Sou a Maria, 38 anos, casada com o João há 12. Trabalho como contabilista numa firma séria, chego a casa às 18h, faço o jantar, somos o casal perfeito aos olhos de todos. Mas… tenho esta merda dentro de mim. O David, o melhor amigo do João, gay assumido, casado com o Marc. Eles foram padrinhos no nosso casamento. Ele é engraçado, carinhoso, sempre a rir. Eu adoro-o. Demasiado. Nunca toquei num homem que não fosse o meu marido, mas com ele… sinto um fogo. O risco? Ele é gay, o João confia nele cegamente. E eu? Vivo com o coração aos pulos só de pensar.

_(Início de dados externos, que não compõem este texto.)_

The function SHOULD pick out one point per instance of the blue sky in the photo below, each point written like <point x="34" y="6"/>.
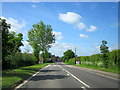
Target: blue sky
<point x="76" y="24"/>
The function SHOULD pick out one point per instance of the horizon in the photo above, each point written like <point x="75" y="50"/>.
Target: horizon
<point x="76" y="24"/>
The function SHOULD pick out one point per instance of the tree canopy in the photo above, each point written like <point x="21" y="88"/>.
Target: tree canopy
<point x="40" y="37"/>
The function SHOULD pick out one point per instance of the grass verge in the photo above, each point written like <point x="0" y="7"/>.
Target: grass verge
<point x="10" y="78"/>
<point x="110" y="69"/>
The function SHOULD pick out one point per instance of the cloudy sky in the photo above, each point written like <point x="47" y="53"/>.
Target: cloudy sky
<point x="76" y="24"/>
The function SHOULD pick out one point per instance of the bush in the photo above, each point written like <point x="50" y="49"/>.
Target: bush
<point x="72" y="61"/>
<point x="113" y="59"/>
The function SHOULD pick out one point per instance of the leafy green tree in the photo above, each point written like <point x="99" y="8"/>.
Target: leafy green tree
<point x="10" y="42"/>
<point x="5" y="33"/>
<point x="41" y="38"/>
<point x="68" y="55"/>
<point x="46" y="56"/>
<point x="104" y="50"/>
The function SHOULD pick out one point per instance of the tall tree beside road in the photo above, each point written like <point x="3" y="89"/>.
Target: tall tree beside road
<point x="104" y="50"/>
<point x="68" y="55"/>
<point x="40" y="37"/>
<point x="10" y="42"/>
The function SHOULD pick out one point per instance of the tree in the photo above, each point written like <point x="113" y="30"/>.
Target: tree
<point x="68" y="55"/>
<point x="10" y="42"/>
<point x="104" y="50"/>
<point x="40" y="37"/>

Era sábado, 18h. O João tinha saído para o futebol com os colegas, disse que voltava antes das 19h30. ‘Não demoro, amor’, beijou-me a testa. Fechei a porta, o relógio a ticar. Liguei ao David: ‘Vem cá tomar um copo rápido? O João saiu.’ Ele veio. Rápido. Entrou a rir, com aquela energia dele. Sentámo-nos no sofá da sala, vinho tinto nos copos. Conversei das minhas compras da tarde – saí sozinha, para variar. ‘Quero mostrar-te isto, David. Vais adorar.’
A Rotina Perfeita e o Desejo que Me Consome
Peguei no saco, tirei um vestido verde leve, até ao joelho. ‘Espera, tens de ver vestido!’ Eu… não sei o que me deu. Tirei o top ali mesmo, na sala. Fiquei de sutiã de renda vermelha, a saia ainda. Ele piscou o olho: ‘Uau, Maria, estás brutal.’ Ri-me, nervosa. Tirei a saia, só lingerie. Desfilei como uma parva, rodopiando. O coração batia forte. A minha aliança brilhava no dedo, contrastando com o olhar dele. Ele mordeu o lábio. ‘Estás… perfeita assim.’
Sentei-me ao lado dele, pernas cruzadas. ‘Gostas mesmo?’ Ele: ‘Olha para esse rabo… Se eu não fosse gay…’ A mão dele roçou a minha coxa. Eu tremi. ‘David… o João pode voltar a qualquer momento.’ Mas não parei. Ele aproximou-se: ‘Só um toque, Liz… quer dizer, Maria.’ A mão esquerda dele no meu monte de Vénus, por cima da renda. Eu assenti, culpada mas molhada. Os dedos deslizaram para baixo, tocaram a minha cona através do tecido. ‘Estás ensopada…’, murmurou. Eu gemi baixinho.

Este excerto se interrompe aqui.